Serra fez forfait e Dilma enviou Michel Temer. Marina e Plínio compareceram. A sessão foi presidida por Reis Veloso, ministro do Planejamento de Médici e Geisel e um dos responsáveis pelo milagre brasileiro nos anos 70.

Quando eu era adolescente, qualquer homem público ligado aos militares era visto como a encarnação viva do Lobo Mau. Hoje, é curioso perceber que a agenda econômica da ditadura não se afasta muito da dos candidatos de esquerda que disputam a Presidência.

Veloso fez uma impecável explanação histórica do nosso atraso. Comparou o PIB, a taxa de crescimento, tocou na tragédia inflacionária e desfiou todo o rosário de números que paira acima das convicções partidárias para apresentar o inteligentíssimo documento de propostas do fórum.

Quarenta anos depois da revolução de 64, a ideologia não norteia mais nossas decisões.

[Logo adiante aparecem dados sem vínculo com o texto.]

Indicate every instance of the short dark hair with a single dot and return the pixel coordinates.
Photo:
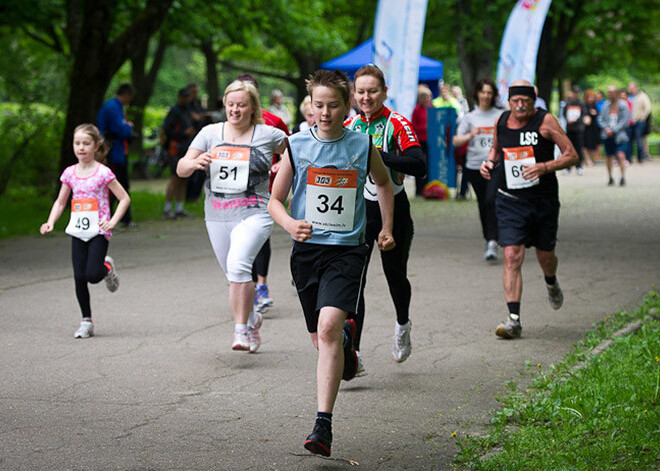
(248, 78)
(125, 89)
(480, 84)
(332, 79)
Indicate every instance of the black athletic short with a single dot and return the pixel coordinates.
(532, 222)
(327, 275)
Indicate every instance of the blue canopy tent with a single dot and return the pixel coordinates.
(430, 71)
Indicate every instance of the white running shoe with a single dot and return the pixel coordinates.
(111, 279)
(491, 251)
(402, 345)
(241, 341)
(254, 338)
(86, 329)
(555, 295)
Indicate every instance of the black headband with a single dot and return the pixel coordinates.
(526, 90)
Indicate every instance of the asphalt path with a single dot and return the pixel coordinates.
(158, 387)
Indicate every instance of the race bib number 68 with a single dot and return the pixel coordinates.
(515, 159)
(330, 202)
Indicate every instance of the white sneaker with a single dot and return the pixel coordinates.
(402, 345)
(491, 251)
(86, 329)
(111, 279)
(241, 341)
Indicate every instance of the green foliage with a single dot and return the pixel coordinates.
(602, 416)
(35, 132)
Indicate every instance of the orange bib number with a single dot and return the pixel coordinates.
(515, 158)
(84, 222)
(230, 169)
(330, 202)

A economia tomou seu lugar. A economia e os interesses eleitorais.

Graças ao voto obrigatório e ao crescimento da população, a eleição se transformou em um fenômeno de massa, midiático, que age em favor próprio.

A corrida eleitoral fomenta os caixas dois, os bilhões gastos em propaganda, os conluios imperdoáveis e a retórica para boi dormir dirigida a currais de eleitores com nível zero de educação.

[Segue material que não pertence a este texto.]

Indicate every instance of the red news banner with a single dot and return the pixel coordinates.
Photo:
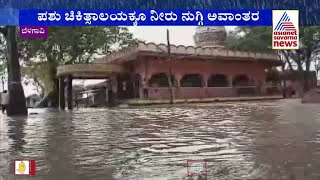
(285, 29)
(25, 167)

A democracia não funciona. O problema é que não encontraram um sistema melhor; as opções são terríveis.

Depois de Veloso, Marina Silva abriu seu discurso agradecendo a Deus.

Uma senhorinha paulistana confessou ao padre engajado que vai votar em Marina porque, para Dilma, Lula é Deus, para Serra, São Paulo é Deus, e para Marina, Deus é Deus mesmo.

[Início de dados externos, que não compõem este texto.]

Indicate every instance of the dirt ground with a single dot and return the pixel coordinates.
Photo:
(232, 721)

Já o filho adolescente de um amigo meu se revoltou ao saber que o pai votaria na ex-ministra. "Mas ela é criacionista!", disse o menino. Ao que o pai respondeu: "Mas os outros são se-criacionistas, meu filho!"

Marina é monoteísta e monotemática.

Ela relembrou as catástrofes causadas pelas mudanças climáticas e repetiu, com razão, que o desenvolvimento sustentável passa por todos os problemas capitais do Brasil: educação, saúde, saneamento...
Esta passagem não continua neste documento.